NY Mirror

See, radio's changed its face due to satellite, iPods, and other technology that basically makes everyone his own DJ. In the wake of this development, Micky has just auditioned for a Broadway show and he might also develop and produce a reality show for the U.K., among other kooky projects. The memory of TV series stardom is not all delicious for him—"Getting up at 6:30 a.m. and trying to be funny on a set with nine electricians has its own set of problems"—but he's totally open to that medium too. The friggin' high road again!

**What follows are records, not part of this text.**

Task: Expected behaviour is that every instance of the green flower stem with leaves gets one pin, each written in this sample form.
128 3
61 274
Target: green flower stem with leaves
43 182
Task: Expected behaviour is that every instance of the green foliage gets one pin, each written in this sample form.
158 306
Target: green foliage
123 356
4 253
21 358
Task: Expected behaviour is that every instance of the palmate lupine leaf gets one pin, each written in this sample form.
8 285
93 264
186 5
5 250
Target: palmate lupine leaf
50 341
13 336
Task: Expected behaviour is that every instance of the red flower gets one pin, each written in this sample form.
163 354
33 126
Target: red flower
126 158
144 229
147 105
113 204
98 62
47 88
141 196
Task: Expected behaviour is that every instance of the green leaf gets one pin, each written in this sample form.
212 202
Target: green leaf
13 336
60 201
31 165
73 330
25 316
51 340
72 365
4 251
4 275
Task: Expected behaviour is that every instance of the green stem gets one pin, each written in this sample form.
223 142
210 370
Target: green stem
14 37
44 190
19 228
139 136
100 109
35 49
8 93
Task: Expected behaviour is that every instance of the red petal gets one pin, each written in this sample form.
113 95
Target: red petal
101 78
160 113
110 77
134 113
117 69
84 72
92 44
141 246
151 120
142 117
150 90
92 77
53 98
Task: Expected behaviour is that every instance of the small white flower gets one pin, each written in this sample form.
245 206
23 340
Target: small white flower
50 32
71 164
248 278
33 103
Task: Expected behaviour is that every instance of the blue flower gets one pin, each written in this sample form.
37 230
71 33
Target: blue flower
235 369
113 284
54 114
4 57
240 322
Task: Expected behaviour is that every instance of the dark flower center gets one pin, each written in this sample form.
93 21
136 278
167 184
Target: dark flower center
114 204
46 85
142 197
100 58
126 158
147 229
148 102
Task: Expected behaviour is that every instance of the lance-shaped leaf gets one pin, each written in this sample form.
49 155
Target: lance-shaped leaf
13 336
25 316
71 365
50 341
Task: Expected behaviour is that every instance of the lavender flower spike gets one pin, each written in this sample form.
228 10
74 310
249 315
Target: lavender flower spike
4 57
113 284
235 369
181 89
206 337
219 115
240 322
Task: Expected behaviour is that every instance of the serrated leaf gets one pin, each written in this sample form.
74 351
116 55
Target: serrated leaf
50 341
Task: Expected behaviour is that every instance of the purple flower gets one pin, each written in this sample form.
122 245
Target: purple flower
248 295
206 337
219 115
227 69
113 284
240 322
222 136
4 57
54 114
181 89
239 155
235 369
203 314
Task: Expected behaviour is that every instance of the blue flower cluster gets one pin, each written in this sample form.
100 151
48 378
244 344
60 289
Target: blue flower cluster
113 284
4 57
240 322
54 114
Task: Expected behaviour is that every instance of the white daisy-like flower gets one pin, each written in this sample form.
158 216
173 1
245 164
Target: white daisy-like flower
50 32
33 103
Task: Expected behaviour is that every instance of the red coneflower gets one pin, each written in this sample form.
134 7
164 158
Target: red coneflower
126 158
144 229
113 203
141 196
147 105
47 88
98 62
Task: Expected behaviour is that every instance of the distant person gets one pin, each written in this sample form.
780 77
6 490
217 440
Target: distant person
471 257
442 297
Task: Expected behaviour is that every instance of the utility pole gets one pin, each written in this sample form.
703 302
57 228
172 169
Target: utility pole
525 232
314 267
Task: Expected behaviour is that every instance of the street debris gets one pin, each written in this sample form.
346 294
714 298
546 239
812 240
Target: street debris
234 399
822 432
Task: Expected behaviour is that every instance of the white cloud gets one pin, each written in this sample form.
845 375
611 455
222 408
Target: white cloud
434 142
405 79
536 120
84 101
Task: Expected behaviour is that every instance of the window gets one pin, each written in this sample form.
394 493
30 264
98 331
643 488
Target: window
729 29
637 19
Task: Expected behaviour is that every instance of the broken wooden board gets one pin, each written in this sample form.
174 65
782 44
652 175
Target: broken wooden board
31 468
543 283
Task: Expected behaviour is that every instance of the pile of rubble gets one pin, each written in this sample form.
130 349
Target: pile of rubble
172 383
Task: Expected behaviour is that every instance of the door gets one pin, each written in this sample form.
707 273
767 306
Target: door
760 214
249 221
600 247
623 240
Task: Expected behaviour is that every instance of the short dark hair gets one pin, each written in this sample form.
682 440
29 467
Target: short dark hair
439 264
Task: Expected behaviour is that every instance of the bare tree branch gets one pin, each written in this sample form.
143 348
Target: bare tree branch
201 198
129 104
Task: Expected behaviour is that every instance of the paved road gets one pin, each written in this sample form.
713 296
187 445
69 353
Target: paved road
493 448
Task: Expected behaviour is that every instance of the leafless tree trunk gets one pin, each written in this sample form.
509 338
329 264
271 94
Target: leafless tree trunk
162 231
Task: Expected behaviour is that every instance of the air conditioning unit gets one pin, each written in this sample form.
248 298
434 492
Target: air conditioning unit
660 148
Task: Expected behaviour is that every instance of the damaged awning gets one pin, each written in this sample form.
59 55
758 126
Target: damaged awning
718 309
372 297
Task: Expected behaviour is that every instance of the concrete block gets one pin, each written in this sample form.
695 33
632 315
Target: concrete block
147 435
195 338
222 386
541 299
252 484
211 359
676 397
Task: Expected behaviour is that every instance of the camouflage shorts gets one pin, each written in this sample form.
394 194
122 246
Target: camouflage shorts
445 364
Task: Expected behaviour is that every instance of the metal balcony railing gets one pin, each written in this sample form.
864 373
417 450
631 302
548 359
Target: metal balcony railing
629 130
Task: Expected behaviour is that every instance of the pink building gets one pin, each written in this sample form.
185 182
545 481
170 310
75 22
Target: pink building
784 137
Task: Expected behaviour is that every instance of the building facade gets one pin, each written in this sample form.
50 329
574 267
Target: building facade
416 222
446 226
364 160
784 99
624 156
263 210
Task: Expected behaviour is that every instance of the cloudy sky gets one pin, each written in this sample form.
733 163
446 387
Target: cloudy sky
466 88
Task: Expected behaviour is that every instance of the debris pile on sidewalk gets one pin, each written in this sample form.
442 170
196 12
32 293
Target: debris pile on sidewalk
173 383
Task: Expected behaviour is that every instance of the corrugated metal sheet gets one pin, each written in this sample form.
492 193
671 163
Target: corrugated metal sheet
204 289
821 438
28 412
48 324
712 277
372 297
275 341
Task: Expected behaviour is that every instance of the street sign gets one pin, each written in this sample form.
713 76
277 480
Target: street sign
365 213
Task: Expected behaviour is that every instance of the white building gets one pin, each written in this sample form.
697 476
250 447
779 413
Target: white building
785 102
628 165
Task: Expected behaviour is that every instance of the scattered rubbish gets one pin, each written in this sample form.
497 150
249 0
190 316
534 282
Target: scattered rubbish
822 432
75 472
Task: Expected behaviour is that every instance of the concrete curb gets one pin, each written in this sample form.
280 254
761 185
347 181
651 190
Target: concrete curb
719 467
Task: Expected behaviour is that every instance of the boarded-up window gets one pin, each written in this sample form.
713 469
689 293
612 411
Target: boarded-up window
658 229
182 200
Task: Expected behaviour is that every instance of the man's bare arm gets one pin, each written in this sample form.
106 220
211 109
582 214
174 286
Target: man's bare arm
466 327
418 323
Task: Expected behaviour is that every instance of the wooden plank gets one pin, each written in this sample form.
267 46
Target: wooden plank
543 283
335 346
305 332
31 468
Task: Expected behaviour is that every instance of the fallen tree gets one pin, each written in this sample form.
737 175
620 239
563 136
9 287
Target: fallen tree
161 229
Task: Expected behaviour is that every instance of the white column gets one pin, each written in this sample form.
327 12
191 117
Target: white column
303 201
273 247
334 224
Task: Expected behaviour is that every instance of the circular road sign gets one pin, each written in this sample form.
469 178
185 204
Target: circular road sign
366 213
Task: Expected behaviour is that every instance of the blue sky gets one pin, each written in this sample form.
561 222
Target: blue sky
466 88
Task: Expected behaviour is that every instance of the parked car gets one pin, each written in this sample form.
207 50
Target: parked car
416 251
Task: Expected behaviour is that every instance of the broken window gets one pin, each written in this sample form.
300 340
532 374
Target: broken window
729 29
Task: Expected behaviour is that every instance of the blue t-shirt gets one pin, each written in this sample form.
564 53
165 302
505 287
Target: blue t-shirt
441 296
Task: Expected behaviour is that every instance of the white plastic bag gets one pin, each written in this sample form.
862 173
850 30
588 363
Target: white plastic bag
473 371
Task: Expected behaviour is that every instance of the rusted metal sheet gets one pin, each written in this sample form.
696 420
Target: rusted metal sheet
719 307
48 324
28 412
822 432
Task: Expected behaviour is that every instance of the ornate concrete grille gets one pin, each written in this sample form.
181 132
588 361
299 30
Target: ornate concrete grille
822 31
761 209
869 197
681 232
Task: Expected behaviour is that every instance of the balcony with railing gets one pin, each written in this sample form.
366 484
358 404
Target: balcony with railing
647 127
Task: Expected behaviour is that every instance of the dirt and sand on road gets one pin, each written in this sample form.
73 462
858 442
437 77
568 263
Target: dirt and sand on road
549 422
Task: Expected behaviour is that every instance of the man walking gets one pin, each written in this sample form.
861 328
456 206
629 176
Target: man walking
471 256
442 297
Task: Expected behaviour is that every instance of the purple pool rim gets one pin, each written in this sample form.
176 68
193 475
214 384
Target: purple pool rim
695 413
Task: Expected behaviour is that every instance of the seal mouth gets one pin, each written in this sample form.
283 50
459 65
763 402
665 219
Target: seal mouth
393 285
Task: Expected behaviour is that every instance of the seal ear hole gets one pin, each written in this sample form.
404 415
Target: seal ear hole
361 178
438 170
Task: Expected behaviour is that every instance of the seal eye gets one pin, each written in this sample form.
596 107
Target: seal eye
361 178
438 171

That night, I must have taken the same road as Dolenz—28th Street—because we both ended up at Crobar for the birthday bash of Celebrity Bulletin editor BILL MURRAY. (No, not the actor. This guy's never been bitten by a groundhog.) There, RITA COSBY told me about her own TV project; she'll host a one-hour live show on MSNBC later this year, and there'll be plenty of hot-button topics to gnaw on by then.

"There is life after MICHAEL JACKSON, I'm sure of that!" she exclaimed, triumphantly. (Interjection: John Waters had sensibly told me, "Whatever the verdict is, I'll be shocked." It's so true. No matter what the outcome, I would have been screaming and throwing things.)

Mais oui!: François Ozon at work
photo: Museum of the Moving Image
Mais oui!: François Ozon at work

There's life after John Lennon too, even though at the same party MAY PANG told me she feels "airbrushed out of" the imminent Lennon musical. Pang was Lennon's lady love for two years in the '70s, but she's not even a slide projection in the Yoko-approved show. What's more, Pang feels the musical portrays that period as Lennon's drunken years, but they were actually his most creative ones, with her as his muse. Producer ALLAN MCKEOWN responds, "Lennon is a two-hour theatrical experience whose narrative drive comes from the words and music of John Lennon." Honey, I'll be happy as long as I'm included in the upcoming jukebox musical Lenin.


LITTER BOX

ISSUES ARE LIKE TISSUES

Last week's Nylon music event went on, but without cover girl and guest host KELLY OSBOURNE, who a magazine flack said "has entered a facility due to personal issues." No, not issues of Nylon . . . Don't take issue with the fact that I hear JODIE FOSTER and MICHELLE PFEIFFER considered playing Jadis the White Witch in the upcoming flick The Chronicles of Narnia: The Lion, the Witch, and the Wardrobe, but the part went to TILDA SWINTON, who seems glacially perfect. You don't get scorching hot gossip like that anywhere but here!

And here's some more, you jaded witches. Let me take you backstage at the Tony Awards once again and remember that LIEV SCHREIBER admitted, "I thought [The Pillowman's] MICHAEL STUHLBARG would win." So did Michael Stuhlbarg! . . . The censors should have won something for the moment when NORBERT LEO BUTZ sang, "The fashion plate I date'll give me hummers in my Hummer," and they carefully bleeped the first hummer and left the second. But you still left humming the hummer . . . I'll also never forget CHERRY JONES thanking "my Laura Wingfield," meaning her girlfriend SARAH PAULSON, who plays Laura in The Glass Menagerie. I guess Cherry didn't want to out Sarah by name, though she did give her a giant, slurpy kiss on camera. Actresses!